Drie Amerikaanse laboratoria zijn het afgelopen weekend het doelwit van een spear phishing-aanval geworden. Het zou om het Battelle Memorial Institute, Pacific Northwest National Lab en een niet nader genoemd lab gaan. Volgens een woordvoerder betreft het "een zeer geraffineerde" aanval, waardoor de laboratoria zich genoodzaakt zagen de e-maildiensten tijdelijke offline te halen. Er zou echter geen geclassificeerde informatie zijn gestolen.

Bij een spear phishing-aanval wordt er een op maat gemaakte e-mail naar één of meerdere personen binnen een organisatie gestuurd. De e-mail is van een bijlage of link voorzien, die een beveiligingslek in de browser, kantoorsoftware, PDF-lezer of andere plugin misbruikt om een backdoor of Trojaans paard op de computer te installeren.

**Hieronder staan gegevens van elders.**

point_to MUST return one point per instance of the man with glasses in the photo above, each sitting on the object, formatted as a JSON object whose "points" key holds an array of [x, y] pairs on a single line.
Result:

Bij verschillende spear phishing-aanvallen worden zero-day exploits ingezet, voor beveiligingslekken waar nog geen patch voor beschikbaar is. Ook zijn er voldoende voorbeelden van aanvallen waarbij de aanvallers oudere lekken misbruiken.

SecurID
Of er in dit geval ook een zero-day lek is gebruikt is onbekend. Zowel de website als externe e-maildienst worden pas na een volledig onderzoek hersteld. Daarbij wordt ook gekeken of er beveiligingsupdates ontbreken. Beveiligingsexpert Jeffrey Carr ontdekte dat Battelle een klant van beveiligingsbedrijf RSA is en de SecurID authenticatieoplossing gebruikt. RSA werd in maart gehackt, waarbij informatie over SecurID werd gestolen.

Die informatie werd later voor een aanval op Lockheed-Martin en andere bedrijven gebruikt. Het is nog onbekend of dit nu ook het geval is. Wel is bekend dat Battelle in februari wegens het overtreden van beveiligingsrichtlijnen op de vingers werd getikt.